In practice, not only the values of the predicted value for objects similar to the object of forecasting or this value itself in the past are most often known, but also other values that affect the predicted value or change together with it. In this case, they say that there is a connection between these values and the use of knowledge about this relationship can significantly improve the accuracy compared to forecasting on a sample.
Consider the simplest case of pair dependence, when there is a predicted value and only one value affects it.
Let’s denote the desired predicted quantity through Y and call the dependence a variable, and the alternating variable through X and call it an independent variable.
The relationship between the dependent and the independent variable can be functional, in this case, each value of the independent variable corresponds to one specific value of the dependent variable, graphically such a connection is expressed by a line on the graph. The second type of connection is a probabilistic (stochastic) relationship, in which case several values of the dependent variable correspond to one value of the independent variable. Graphically, a probabilistic relationship can be represented as a certain point cloud (Fig. 12). Moreover, the frequency of occurrence of different values of the variable Y at the same value obeys some law, i.e. has a certain type of distribution, the same in the entire range of values of the independent variable.
Fig.12. Functional (a) probabilistic (b) connection of variables.
The regression equation is used to describe the probabilistic relationship of variables. In the ideology of regression analysis lies the idea of all possible values of variables X and Y as random deviations from their average values and .The regression equation establishes a relationship between the deviations of the dependent and independent variables from their average values. It should be emphasized that in regression analysis we are talking about the relationship (a certain degree of jointity of change) Y and X, and not the dependence of Y on X. In other words, regression analysis does not establish the fact of the influence of X on Y, in fact it can be the opposite influence – Y affects X, or both the variables Y and X depend on the third or third variables. In all these cases, there will be some consistency in the change in the X and Y values, and this consistency can be established using the regression equation.

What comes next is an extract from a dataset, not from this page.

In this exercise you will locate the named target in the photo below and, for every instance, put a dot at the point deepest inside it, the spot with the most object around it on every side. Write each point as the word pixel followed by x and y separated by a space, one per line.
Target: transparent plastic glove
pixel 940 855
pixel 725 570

The term regression was introduced in the century before last as a result of studying the effect of parental growth on the growth of children. There is a widespread opinion that tall parents have tall children. Checking on a large statistical material showed that, on average, children of tall parents have a height less than the height of parents, i.e. the growth of children of tall parents regresses, tends to return to average height. And the growth of children of short parents is progressing – it tends to approach the average height.
Most often in practice, a linear law is used to describe the relationship between X and Y. Accordingly, they talk about a paired linear regression dependence, with its help the relationship between the dependent and independent variables is described as follows:
where:, are the coefficients of the regression equation;
– Residual term.
Thus, the random variable Y appears to consist of two parts:
a theoretical value that can be calculated from a known value of X using the formula ;
and a residual term which is a random component that cannot be predicted and whereby the relationship between the dependent and independent variables is probabilistic.
Among the reasons for the appearance of a random component may be the following:
– the absence in the regression equation of other independent variables affecting the dependent variable and not included in the equation due to their ignorance or lack of the possibility of reliable measurement;
– aggregation of a dependent variable from several homogeneous, but still different from each other variables (profit for an enterprise is the sum of profit for individual products produced by this enterprise, and these are similar, but still different economic categories);
– the discrepancy between the chosen theoretical dependence between the dependent and the independent variable of the actual dependence;
– Measurement errors of both dependent and independent variables.
In all these cases, errors occur that lead to the occurrence of a random component.
The general forecasting scheme using a regression dependency is as follows. According to the existing set of pairs of values and it is necessary to find the parameters of the regression equation, and then using the resulting equation and the new value of the independent variable, calculate the predictive value of the dependent variable.